When you're in the early stages of building a business, you need to move quickly. But when you're testing growth channels, there is a difference between moving quickly and freaking out.   In this episode of the InDemand podcast, host Asia Orangio, founder of DemandMaven, uncovers the pitfalls that teams can fall into when reacting to quantitative results.   She covers the mistakes that founders make when reacting to experiments and how to set yourself up for success when running tests and reacting to the results.   TL;DL 0:22 - Don't freak out about bad numbers. Early technical founders have a tendency to overreact to test data from marketing and growth campaigns.

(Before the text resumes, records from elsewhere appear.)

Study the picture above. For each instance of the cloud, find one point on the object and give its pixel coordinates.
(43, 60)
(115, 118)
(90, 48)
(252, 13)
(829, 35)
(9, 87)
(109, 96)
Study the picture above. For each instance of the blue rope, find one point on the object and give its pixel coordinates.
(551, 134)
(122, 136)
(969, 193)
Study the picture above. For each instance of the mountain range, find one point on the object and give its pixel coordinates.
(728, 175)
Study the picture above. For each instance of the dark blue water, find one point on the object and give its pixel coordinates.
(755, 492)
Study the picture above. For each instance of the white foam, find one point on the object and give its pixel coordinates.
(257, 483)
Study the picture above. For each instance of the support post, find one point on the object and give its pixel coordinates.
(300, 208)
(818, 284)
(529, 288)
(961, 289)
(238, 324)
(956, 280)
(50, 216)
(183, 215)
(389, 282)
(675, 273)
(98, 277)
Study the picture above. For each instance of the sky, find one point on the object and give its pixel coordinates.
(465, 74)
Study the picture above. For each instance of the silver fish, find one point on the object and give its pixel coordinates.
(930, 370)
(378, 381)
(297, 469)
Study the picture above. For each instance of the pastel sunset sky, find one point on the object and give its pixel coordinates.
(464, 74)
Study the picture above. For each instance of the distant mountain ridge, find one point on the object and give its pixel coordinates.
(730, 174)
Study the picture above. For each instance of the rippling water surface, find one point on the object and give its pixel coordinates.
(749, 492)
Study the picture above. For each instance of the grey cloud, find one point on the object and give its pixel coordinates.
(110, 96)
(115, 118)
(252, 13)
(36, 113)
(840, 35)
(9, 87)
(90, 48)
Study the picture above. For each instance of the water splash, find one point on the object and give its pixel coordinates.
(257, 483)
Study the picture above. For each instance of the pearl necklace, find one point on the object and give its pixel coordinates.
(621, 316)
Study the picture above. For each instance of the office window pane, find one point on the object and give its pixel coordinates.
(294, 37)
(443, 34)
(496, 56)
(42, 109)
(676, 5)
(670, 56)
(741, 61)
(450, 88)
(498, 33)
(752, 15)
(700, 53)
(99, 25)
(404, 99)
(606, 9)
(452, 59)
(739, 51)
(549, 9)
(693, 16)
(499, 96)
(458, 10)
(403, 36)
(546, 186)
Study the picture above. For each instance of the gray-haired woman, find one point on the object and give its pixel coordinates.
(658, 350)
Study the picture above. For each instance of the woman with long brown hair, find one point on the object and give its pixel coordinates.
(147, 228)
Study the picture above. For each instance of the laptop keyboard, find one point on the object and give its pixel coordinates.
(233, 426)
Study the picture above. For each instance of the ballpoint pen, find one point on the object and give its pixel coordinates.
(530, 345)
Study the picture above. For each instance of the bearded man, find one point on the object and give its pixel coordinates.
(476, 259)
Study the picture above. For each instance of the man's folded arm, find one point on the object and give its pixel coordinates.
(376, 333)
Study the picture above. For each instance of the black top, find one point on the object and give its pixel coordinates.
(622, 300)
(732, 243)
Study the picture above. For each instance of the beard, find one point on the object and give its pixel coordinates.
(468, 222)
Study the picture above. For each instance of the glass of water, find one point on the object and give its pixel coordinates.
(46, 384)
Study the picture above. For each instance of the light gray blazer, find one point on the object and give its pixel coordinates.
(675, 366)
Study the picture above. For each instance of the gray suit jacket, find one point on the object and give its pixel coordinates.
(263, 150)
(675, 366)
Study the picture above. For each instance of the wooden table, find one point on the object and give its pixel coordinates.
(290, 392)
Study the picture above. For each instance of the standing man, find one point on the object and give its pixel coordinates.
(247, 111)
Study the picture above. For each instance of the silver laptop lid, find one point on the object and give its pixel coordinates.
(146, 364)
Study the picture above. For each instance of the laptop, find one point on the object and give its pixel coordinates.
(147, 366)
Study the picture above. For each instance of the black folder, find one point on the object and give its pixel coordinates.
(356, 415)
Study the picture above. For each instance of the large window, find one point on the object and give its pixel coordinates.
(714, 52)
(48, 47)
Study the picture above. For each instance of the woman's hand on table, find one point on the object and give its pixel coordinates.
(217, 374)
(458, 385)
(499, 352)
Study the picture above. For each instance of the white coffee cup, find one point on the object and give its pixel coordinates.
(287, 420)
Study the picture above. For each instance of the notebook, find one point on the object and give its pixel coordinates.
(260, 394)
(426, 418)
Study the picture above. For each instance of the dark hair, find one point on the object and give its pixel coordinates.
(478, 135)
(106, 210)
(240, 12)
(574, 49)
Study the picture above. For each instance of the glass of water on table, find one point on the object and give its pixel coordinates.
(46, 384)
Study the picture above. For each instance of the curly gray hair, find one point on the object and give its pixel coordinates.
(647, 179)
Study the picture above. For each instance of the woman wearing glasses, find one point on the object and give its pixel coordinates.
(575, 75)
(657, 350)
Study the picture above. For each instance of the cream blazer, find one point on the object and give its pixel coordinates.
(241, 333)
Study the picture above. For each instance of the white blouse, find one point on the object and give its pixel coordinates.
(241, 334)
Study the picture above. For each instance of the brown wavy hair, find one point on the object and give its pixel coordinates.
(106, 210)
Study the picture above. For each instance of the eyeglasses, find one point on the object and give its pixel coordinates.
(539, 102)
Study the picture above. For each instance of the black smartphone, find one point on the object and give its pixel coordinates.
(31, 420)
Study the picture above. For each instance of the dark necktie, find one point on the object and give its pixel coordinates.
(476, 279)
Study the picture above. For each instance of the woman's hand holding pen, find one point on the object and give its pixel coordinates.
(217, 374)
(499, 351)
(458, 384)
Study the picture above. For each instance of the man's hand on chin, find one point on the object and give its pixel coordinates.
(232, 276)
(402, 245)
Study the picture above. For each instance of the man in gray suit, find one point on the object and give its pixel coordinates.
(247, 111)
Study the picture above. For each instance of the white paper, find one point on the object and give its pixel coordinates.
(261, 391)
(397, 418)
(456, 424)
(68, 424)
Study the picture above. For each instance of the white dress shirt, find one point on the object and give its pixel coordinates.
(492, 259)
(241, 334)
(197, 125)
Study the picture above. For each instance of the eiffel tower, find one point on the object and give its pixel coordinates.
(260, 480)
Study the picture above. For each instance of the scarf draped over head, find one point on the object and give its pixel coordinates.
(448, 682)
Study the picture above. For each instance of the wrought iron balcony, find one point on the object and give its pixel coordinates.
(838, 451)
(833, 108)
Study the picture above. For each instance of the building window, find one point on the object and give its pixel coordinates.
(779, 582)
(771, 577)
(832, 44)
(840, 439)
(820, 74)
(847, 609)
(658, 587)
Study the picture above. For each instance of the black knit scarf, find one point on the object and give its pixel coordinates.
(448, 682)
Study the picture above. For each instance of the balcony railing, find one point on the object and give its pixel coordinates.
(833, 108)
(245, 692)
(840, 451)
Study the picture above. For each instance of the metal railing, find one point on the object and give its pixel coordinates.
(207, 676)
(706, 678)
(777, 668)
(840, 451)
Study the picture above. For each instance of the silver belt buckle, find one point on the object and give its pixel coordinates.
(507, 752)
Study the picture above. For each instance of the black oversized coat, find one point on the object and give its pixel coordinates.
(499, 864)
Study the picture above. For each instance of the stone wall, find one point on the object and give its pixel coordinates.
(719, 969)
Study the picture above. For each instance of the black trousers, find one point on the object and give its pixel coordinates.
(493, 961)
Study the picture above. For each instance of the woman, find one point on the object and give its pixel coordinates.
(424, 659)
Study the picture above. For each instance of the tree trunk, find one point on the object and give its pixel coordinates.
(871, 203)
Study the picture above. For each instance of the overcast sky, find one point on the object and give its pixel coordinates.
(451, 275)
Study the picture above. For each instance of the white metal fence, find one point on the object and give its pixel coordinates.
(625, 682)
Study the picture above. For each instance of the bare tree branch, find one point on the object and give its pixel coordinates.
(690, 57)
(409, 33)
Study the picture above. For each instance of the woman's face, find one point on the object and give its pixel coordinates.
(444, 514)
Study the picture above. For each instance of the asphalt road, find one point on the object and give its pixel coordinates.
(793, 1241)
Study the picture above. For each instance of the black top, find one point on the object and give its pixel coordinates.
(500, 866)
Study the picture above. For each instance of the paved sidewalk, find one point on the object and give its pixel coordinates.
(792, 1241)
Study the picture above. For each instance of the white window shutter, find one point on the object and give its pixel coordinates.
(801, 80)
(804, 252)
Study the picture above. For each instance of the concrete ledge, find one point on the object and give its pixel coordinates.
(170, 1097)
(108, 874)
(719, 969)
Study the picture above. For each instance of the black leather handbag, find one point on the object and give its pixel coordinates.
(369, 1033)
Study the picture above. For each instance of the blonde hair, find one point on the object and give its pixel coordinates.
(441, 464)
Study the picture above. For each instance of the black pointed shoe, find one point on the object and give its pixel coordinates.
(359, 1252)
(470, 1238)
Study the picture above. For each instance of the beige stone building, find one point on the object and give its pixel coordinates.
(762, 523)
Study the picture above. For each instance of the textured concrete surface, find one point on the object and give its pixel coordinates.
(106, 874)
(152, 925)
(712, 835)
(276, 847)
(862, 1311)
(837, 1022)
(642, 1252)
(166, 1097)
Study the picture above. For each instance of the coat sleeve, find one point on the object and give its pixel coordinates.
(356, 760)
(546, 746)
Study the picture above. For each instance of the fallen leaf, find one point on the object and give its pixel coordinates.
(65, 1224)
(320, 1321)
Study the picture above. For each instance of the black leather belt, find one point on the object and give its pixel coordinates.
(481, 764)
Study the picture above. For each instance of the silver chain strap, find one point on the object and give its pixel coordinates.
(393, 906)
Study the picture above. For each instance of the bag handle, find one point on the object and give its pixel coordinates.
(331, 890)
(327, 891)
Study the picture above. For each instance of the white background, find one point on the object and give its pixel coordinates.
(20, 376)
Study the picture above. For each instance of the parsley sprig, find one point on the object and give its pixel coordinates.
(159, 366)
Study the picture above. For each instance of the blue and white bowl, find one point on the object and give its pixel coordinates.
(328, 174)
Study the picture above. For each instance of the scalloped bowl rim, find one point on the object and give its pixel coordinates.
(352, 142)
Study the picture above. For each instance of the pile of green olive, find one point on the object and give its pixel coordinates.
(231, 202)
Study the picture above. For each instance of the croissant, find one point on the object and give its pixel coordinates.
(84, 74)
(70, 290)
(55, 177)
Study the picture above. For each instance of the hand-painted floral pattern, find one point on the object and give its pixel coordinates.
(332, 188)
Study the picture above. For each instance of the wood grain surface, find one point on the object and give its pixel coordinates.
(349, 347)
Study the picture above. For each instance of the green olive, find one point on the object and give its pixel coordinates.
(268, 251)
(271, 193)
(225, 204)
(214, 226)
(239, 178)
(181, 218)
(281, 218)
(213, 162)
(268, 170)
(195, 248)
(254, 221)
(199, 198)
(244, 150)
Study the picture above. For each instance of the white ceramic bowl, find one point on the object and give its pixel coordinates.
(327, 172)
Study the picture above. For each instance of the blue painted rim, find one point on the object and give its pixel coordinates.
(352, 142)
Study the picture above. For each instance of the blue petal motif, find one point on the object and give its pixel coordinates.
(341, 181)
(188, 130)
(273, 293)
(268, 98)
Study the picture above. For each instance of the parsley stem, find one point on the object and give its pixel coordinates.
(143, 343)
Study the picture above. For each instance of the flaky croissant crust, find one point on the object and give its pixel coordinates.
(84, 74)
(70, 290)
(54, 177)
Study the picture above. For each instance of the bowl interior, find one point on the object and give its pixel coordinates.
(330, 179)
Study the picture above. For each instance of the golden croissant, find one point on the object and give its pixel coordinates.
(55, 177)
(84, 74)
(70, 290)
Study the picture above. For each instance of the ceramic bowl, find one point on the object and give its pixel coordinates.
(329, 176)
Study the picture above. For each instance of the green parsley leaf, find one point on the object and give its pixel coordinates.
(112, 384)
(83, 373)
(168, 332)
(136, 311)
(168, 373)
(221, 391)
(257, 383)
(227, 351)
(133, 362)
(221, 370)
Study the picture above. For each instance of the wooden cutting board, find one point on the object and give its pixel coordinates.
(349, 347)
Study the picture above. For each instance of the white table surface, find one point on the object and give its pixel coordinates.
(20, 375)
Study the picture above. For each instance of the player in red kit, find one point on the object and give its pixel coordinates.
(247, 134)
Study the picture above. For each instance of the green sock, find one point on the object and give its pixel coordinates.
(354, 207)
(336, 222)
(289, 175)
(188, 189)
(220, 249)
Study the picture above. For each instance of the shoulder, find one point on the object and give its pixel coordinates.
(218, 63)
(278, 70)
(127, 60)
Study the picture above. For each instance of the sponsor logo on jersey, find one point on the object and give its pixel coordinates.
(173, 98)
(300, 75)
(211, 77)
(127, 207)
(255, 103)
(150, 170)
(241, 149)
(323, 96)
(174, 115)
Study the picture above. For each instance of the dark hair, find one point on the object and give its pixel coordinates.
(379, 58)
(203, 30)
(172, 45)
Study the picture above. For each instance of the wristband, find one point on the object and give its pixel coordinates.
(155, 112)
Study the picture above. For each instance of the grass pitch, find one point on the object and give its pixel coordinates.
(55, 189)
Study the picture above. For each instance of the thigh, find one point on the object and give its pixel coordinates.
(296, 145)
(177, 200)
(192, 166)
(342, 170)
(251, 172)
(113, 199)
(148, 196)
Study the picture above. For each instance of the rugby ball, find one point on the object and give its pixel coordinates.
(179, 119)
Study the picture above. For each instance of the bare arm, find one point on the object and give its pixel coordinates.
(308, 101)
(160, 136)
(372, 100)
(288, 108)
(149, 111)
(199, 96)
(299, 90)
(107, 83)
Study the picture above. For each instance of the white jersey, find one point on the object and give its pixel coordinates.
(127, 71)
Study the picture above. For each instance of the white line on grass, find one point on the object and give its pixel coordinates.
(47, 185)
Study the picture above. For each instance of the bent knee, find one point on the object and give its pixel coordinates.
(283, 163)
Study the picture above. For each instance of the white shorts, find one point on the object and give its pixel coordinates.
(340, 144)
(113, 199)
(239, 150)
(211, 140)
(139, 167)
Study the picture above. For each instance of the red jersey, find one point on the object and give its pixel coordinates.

But in growth you're working with humans, not code, and you can't always trust immediate results. 4:35 - A one to two week experiment with low spend on a growth channel likely won't show you a clear result. If you react to it you might be missing a big opportunity. 8:00 - A company Asia worked with was testing out a video demo option. After one week and getting two requests for the video the team was resigned to the fact that it wasn't working, but after waiting it turned out that having the video was actually increasing the number of prospects entering the pipeline. 12:45 - You always have to remember that quantitative outputs can tell you 'what', but can't tell you 'why'. Before you react, you have to pause and dig deeper to understand what is driving the numbers. 20:07 - When you're running a test, the sample size matters. You need a large enough volume of results to be able to trust the results. There is a natural variance in the results you get and if you end an experiment early you might just be seeing variance.